Stoische Bässe, zwischen ausdruckslos und giftspuckend grätschender Gesang, eine düstere Atmosphäre: Das Geheimnis des Post-Punks entwickelte schon bei der Genre-Geburt einen unnachgiebigen Sog, der vor allem kühle Kellerräume verzaubern konnte. Kaum eine andere Spielart könnte den momentanen Zustand der Gesellschaft zwischen Armut, Rechtsruck und Entfremdung durch vermeintlich soziale Netzwerke so treffend untermalen wie die, die einst Joy Division und die Talking Heads entworfen haben. Nun ist das alte Genre treffenderweise wieder gefragter denn je, wie die Erfolge unzähliger Bands wie Idles, The Murder Capital oder Shame beweisen. Mit “Dogrel” konnten auch Fontaines D.C. ihren Beitrag zum großen Hype beisteuern – Das Konzept- und Debütalbum gilt vielerorts als eins der (Gitarren-)Alben des Jahres. Nur folgerichtig, dass das Quintett bei ihrer Köln-Show weit im Voraus “ausverkauft” melden darf.
Düsterer Massenwahn
Trotz ihres jungen Alters locken die Iren nicht nur ihre eigene Altersklasse an, sondern – vermutlich dem Sound geschuldet vor allem die Ü-40-Generation. Dementsprechend gemütlich gestaltet sich auch der Beginn des Konzerts, selbst bei der ebenfalls aus Irland stammenden Supportband The Altered Hours stehen sich die Fans noch nicht gegenseitig auf den Füßen. Für Begeisterung sorgen die zwischen irren Riffs, spannendem Doppelgesang und krachenden Eskapaden bei den meisten, auch wenn der Sound so gar nicht zu dem der Hauptband passen möchte. Wenn die schon beinahe absurd energetische Bühnenperformance der Sängerin Elaine auch vermuten lässt, dass auch gesanglich einiges passiert, machen die unglücklichen Soundeinstellungen es dann doch zu oft anstrengend, sich durch den wüsten Lärm zu kämpfen. Bei Fontaines D.C. wird dieses Problem zumindest ein wenig gelindert, Grian Chattans zermbürbenden Texte versteht man dennoch in den meisten Momenten kaum.
Oben Post, unten Punk
Aber wozu denn auch, als würden nicht ohnehin alle Anwesenden jeden Song im Schlaf singen können. Die Kantine gleicht ab den ersten Takten des Openers “Hurricane Laughter” einem Hexenkessel, der tosende Moshpit zu den mäandernden Zeilen “There is no connection available” hingegen einer lebendig gewordenen Gesellschaftskritik – ihr wollt die Menschen entzweien, wir halten zusammen. Nicht nur zu den offensichtlichen Hits wie “Sha Sha Sha” oder “Boys In The Better Land” gröhlen allesamt die Texte mit, denn “Dogrel” funktioniert auf ganzer Länge so gut, dass auch die ruhigeren Stücke von den meisten Anwesenden mitgesungen werden – und das im Streamingzeitalter! Dabei steigert sich das Energielevel von Song zu Song, über die bedrückende Bestandsaufnahme “Too Real” bis zum gigantischen Finale “Big”, dessen Versprechen Fontaines D.C. jetzt schon nachgekommen sind: “My Childhood was small, but I’m gonna be big”. Gänsehautmomente gibt es am laufenden Band, denn bei diesen Songs entsteht schnell das Gefühl, als müsste es sie doch eigentlich schon seit Jahrzehnten geben – den Klassikerstatus hätten sie zumindest verdient.

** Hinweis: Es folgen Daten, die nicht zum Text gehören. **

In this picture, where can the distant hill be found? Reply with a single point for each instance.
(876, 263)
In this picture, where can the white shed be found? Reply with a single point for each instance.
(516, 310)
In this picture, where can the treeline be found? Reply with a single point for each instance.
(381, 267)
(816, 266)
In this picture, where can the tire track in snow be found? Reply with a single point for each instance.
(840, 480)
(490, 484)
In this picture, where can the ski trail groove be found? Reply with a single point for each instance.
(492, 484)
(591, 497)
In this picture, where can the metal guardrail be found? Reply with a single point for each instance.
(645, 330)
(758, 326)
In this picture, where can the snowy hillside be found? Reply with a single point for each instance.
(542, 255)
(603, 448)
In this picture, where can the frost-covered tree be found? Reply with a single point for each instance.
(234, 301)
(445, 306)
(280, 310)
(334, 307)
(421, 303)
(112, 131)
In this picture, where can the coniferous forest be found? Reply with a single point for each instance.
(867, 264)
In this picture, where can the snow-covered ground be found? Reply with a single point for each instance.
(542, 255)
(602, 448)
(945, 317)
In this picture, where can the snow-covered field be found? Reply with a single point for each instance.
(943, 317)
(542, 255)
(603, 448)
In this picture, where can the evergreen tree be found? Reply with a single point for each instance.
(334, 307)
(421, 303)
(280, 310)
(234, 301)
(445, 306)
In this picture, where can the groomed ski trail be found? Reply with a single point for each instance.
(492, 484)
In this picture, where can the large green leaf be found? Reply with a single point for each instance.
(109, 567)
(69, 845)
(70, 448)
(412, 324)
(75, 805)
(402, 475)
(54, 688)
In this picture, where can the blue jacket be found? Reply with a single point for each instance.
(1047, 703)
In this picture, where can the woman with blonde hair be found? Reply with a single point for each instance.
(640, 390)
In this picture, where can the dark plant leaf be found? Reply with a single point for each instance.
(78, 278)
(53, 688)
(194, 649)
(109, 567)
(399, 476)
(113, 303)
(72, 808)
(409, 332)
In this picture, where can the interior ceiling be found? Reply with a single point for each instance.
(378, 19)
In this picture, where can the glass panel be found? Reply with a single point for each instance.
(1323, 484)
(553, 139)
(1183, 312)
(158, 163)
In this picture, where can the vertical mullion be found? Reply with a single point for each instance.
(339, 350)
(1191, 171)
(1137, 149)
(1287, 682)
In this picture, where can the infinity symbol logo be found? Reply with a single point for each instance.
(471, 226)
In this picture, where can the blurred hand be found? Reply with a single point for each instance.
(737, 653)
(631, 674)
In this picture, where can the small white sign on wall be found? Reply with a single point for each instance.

Aber was machen eigentlich die fünf Musiker, die für diese Ekstase verantwortlich sind? Frontmann Chattan stapft zunächst unruhig auf und ab, schüttelt dabei immer wieder manisch eine Hand. Drogen? Vielleicht. Angestaute Energie? Mit Sicherheit! Sobald die Musik dann einsetzt, sind die Iren ganz die Profis, insbesondere die Instrumentalisten spielen sich ziemlich unbeeindruckt durch ihr Set, gesprochen wird so gut wie gar nicht. Chattan heizt höchstens gestikulierend den Moshpit auf, fixiert sich aber ansonsten auf seine Texte. Beinahe kühl wirkt die Atmosphäre auf der Bühne und wären da nicht diese phänomenalen Songs, könnte man den Auftritt auch schlecht als langweilig bezeichnen. Doch Fontaines D.C. verkörpern den Post-Punk, wie er 2019 sein muss: Auf der Bühne werden die beißenden Thesen formuliert und in düstere Arrangements getaucht, damit die Massen diese aufsaugen und mit tausenden Kehlen verbreiten kann. Wie sonst könnte man die momentane Misslage intensiver inszenieren als hier?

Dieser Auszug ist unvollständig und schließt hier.